About a week later I read Meaghan Morris’s fabulous piece Sustaining the Festive Principle: Between Realism and Fantasy which resonated in unexpected ways with work I’ve done on gay partying, it’s significance for queer communal wellbeing, the health of countercultural movements, and institution-building. My primary concern in this work (the last chapter of my new book  The Gay Science) is how to adapt and extend the generative energy  of cultural festivity – those playful encounters that make us something else – in-to the present transitional context (which involves, in my hometown at least, invasive policing, nightlife lockouts through licensing restriction, hyper-gentrification and incessant redevelopment, social exclusion from urban spaces, homelessness, insurgent homo-moralism, the Heroization of ‘Clean Living’, etc….

Then on Friday night I read Noortje Marres’ excellent chapter on ‘experiments in living’ in her 2012 book Material Participation which contains a concise and really informative analysis of the different ways that experimental practices and demonstrative activities have been conceived and approached by people who study them as a sociomaterial, world-making activityies  Marres is mainly talking about public experiments, but I’m interested in the sorts of self-experiments that normative morality deems illicit: for example, how publics and infrastructures of disclosure and support get assembled in contexts of prohibition and disciplinary enforcement, in which any attempt to create a public context for one’s self-experiments is quickly quashed, isolated, quarantined, eradicated, denigrated, privatised or shamed.

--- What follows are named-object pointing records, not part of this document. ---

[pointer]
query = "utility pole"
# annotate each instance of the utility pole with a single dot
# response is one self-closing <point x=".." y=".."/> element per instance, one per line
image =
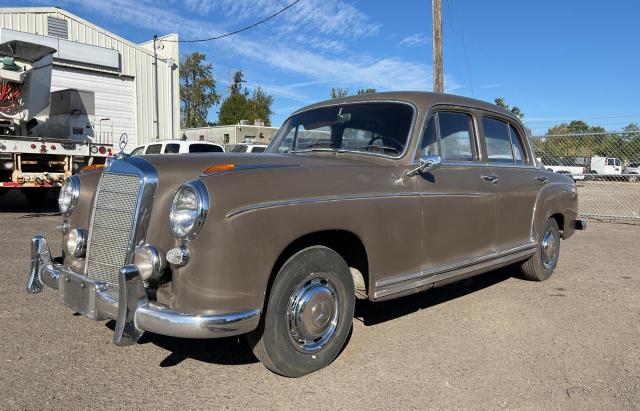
<point x="155" y="81"/>
<point x="438" y="77"/>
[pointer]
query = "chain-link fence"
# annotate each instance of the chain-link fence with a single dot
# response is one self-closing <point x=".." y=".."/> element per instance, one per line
<point x="605" y="166"/>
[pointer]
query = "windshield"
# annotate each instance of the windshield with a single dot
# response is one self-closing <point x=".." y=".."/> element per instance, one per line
<point x="380" y="128"/>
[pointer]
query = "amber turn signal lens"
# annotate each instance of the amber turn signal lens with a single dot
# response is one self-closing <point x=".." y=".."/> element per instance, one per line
<point x="93" y="167"/>
<point x="217" y="168"/>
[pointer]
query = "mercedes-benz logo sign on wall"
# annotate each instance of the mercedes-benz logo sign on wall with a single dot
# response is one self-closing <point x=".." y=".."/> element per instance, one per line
<point x="124" y="140"/>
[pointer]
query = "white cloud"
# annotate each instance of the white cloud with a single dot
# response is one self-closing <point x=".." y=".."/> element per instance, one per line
<point x="414" y="40"/>
<point x="389" y="73"/>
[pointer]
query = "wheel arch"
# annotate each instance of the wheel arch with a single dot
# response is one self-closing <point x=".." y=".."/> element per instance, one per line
<point x="346" y="243"/>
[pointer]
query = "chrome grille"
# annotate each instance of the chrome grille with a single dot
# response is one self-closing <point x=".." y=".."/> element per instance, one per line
<point x="112" y="226"/>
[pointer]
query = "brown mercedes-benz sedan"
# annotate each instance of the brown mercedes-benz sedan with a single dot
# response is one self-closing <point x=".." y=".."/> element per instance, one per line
<point x="374" y="196"/>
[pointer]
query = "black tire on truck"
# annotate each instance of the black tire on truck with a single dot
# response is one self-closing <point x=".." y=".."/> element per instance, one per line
<point x="308" y="314"/>
<point x="541" y="265"/>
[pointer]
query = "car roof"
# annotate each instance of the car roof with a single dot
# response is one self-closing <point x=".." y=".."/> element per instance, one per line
<point x="176" y="141"/>
<point x="418" y="98"/>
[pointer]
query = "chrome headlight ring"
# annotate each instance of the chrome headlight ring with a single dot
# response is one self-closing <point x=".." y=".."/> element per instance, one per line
<point x="189" y="210"/>
<point x="69" y="194"/>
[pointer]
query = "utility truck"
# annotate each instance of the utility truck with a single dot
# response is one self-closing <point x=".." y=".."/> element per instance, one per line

The concept of intimate experimentation is something we’ve been grappling with in the ARC Discovery Project I’m conducting with my colleagues Dean Murphy, Kiran Pienaar and Toby LeaChemical Practices: Enhancement & Experimentation.  In this work and thinking, I’m especially interested in how the diversely theorised concept of experimentation might be put to work to activate new approaches to chem-consumption and bring out new dimensions of the activities and self-transformations associated with the consumption of  drugs and medications among queer and gender-diverse communities .

This weekend I’ve mainly just been fucking around on Instagram, a medium which I’ve found makes me enjoy and look for beauty and creativity  all around in all sorts of everyday situations and odd places – some kind of f #instaaesthetics of experience

My ongoing enjoyment of this app and how it leads me to engage with the world around me makes me think about how its affordances can be used creatively to bring out startling or hitherto unrecognisable qualities in ordinary things/spaces/people/ everyday scenes through the specific possibilities the app/phone/flaneur assemblage affords: filtering, the possibilities of adopting all sorts of techniques and angles  to frame and mediate and make strange or new those things that capture your attention or suddenly strike you as an opportunity for aestheticism ….

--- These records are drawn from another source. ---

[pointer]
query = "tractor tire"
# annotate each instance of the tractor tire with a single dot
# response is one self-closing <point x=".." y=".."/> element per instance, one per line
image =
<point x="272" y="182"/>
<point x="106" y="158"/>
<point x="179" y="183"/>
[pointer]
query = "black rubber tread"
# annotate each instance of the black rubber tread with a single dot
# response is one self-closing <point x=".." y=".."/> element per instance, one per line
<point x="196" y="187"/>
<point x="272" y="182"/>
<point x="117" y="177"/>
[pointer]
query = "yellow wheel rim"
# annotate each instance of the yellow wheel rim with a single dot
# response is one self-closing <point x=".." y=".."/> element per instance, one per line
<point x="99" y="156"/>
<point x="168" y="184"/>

Meanwhile other affordances like hashtags can be used to create associations, attachments, and explore various other self-images, accounts and pages:  activities which often entail encounters with all sorts of people, depictions of their lives selves-in-differing-situ hat you never expected developing any interest in or becoming captivated by ….

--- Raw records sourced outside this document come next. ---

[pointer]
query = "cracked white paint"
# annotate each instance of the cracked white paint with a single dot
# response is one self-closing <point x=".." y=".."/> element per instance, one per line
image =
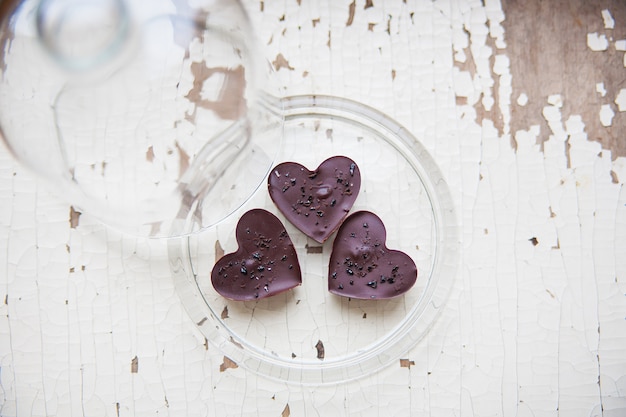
<point x="606" y="115"/>
<point x="620" y="100"/>
<point x="529" y="329"/>
<point x="609" y="22"/>
<point x="597" y="42"/>
<point x="522" y="100"/>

I’ve been thinking all these thoughts …rather manically and rhitzomatically… on the run, so naturally I’ve had to work with the platform closest at hand …(Instagram of course).  Basically I’ve been taking a whole bunch of phatic selfies….  < lol>

I’ve accompanied this visual work with streams of lateral thought-association which I’ve articulated as best I can using hashtags that mean particular things for me  (usually connected to my idle thoughts and ongoing work) .. which every so often also generate unexpected associations, new attachments, novel modes of appreciation and interest and engagement, and encounters across all sorts of social, material and mediated differences that can result in surprisingly intimate connections or forms of relation

‘in his 2005 intro to ANT, Reassembling the Social, Latour promotes a method he calls associology, that entails tracing the associations and networks that serve to consolidate particular realities which end up producing certain experts and authorities, conferring as well as shaping specific forms of agency: agencements.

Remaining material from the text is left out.